Almost two decades later, the Tourism and Development Investment Company (TDIC), the semi-government organisation that is turning the island into a holiday resort, has opened the monastery up for public viewing, envisaging it as an attraction for history buffs.
Dr Joseph Elders, who led the original dig on the island and is the Church of England’s chief archaeological officer, claims the find is significant for a couple of reasons. Not only is it the only pre-Islamic Christian site in the UAE, it also reveals how far Christianity spread in the Gulf region during the seventh century. He says, ‘We had no idea the religion had penetrated this far into the Arabian Gulf. Opening the site to visitors marks an exciting tourism development for the island as we seek to discover and share more about the past lives and human stories that have played their part in creating its fascinating history.’
The 65sq m monastery complex is located on the eastern coast of the island, meaning it would be visible to pilgrims sailing along trade routes to India, where they’d probably stop to pray, leave tributes and recuperate before continuing on their journey.

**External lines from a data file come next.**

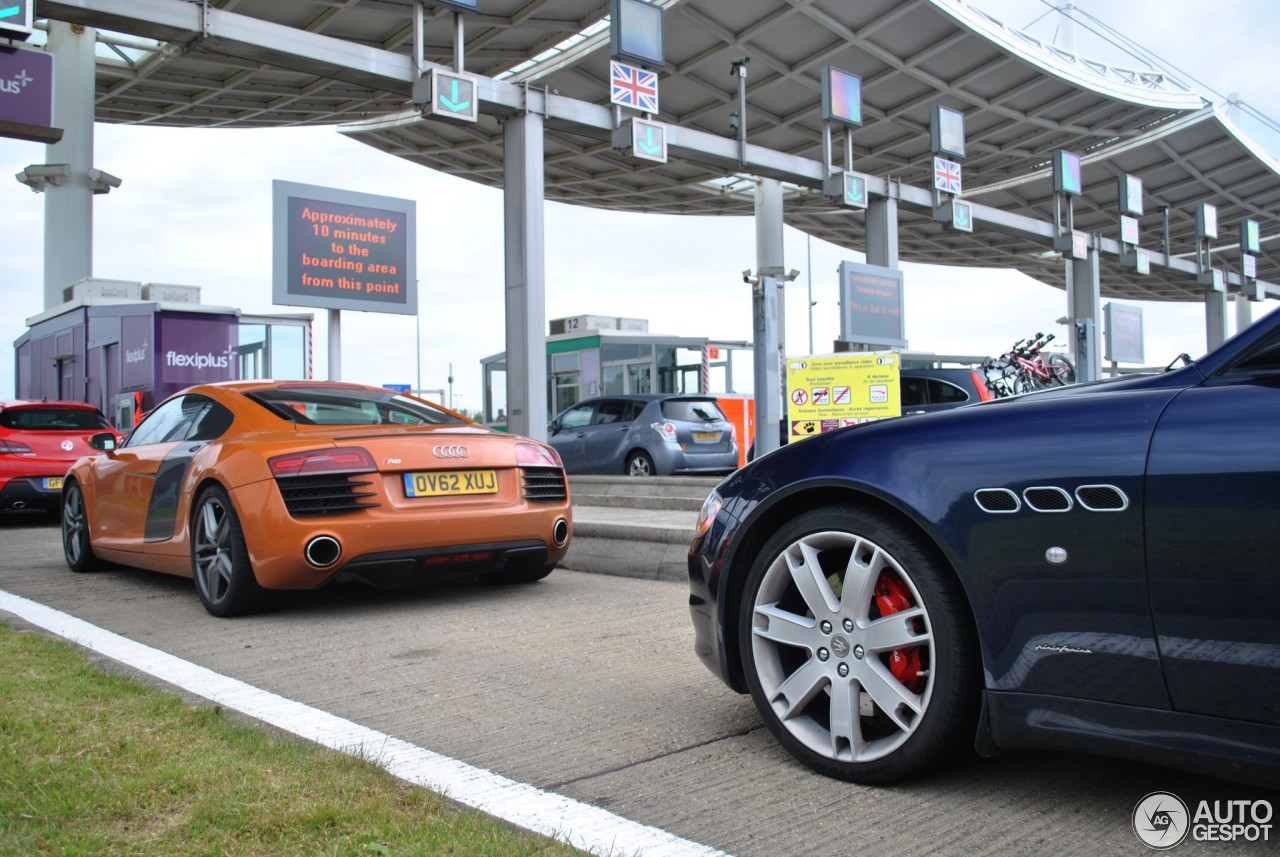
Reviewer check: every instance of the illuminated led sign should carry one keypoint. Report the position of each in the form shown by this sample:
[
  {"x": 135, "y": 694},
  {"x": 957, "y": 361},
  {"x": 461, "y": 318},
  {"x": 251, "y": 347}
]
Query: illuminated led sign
[
  {"x": 342, "y": 250},
  {"x": 946, "y": 132},
  {"x": 635, "y": 32},
  {"x": 1066, "y": 173},
  {"x": 841, "y": 96}
]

All that remains of the building nowadays is the outline of the walls, which, to the untrained eye, could be mistaken for a few piles of rubble. But visitor notice boards explain the exact layout of the monastery, and what each room was used for by the 30-40 monks who inhabited the building from around 600AD to 750AD.
Also on display are some of the artefacts that have been uncovered, which include bowls, ceremonial vases, crucifixes and glass vessels, which originate from as far afield as Iraq and India. They have also found
the remains of a body buried in a crypt, which they believe to be that of a saint or holy man who might have founded the monastery and whom visitors came to worship.
The monastery is thought to have been part of the Nestorian Church, also known as the Church of the East, a Christian denomination that rapidly spread throughout the Middle East and China before its numbers were reduced by the growth of Islam and the advance of the Mongol Empire.
When Islam spread throughout the Gulf in the seventh century, the monks failed to find new converts and the community was peacefully abandoned. He says, ‘The fact that monks continued to live here even after Islam’s growth in the region reveals the tolerance shown to other religions by Muslims at this time.’ But the monastery is only one of 35 archaeological sites on the island, with the oldest dating back some 7,500 years, some of which could be opened to the public in future years, making for further reasons to visit the tranquil island holiday resort on Sir Bani Yas Island.
For more information about the site contact Desert Island Resorts on 02 801 8400 or visit www.tdic.ae.
Further trips through time
Want to expand your brain and learn about the rich history of the UAE? Pay a visit these other historical sites.
Al Jahili Fort
The nineteenth-century Al Ain fort was the former home of the ruling Al Nahyan family, and, after undergoing a major refurbishment, the splendid white palace has been restored to its former glory. It also houses a decent exhibition about famous British explorer Wilfred Thesiger.
Follow signs from Al Ain city centre.
Hili Grand Tomb
In one of Al Ain’s many gardens lies this ancient tomb, which dates back some 5,000 years to the Bronze Age. The circular 12-metre wide stone vaults have been restored, while the historic objects that were found within are on display at the nearby Al Ain National Museum.
Hili Archaeological Park, Seventh Street, Al Ain.
Jebel Hafit Tombs
On the slopes of the giant mountain of Jebel Hafit are numerous grave sites and tombs, some of which are around 5,000 years old. Scores of these beehive-shaped buildings have been excavated over the years and are open to the public, and, although some can be reached by the main road, others are only accessible by 4x4.
Jebel Hafit, 137th Street, Al Ain
Located around the Liwa oasis are nine ancient forts, which are in varying states of repair. As well as giving a great insight into Bedouin life in the desert in years gone by, the dusty ramparts also make for perfect picture opportunities.
Near Mezaira, Western Region, Abu Dhabi.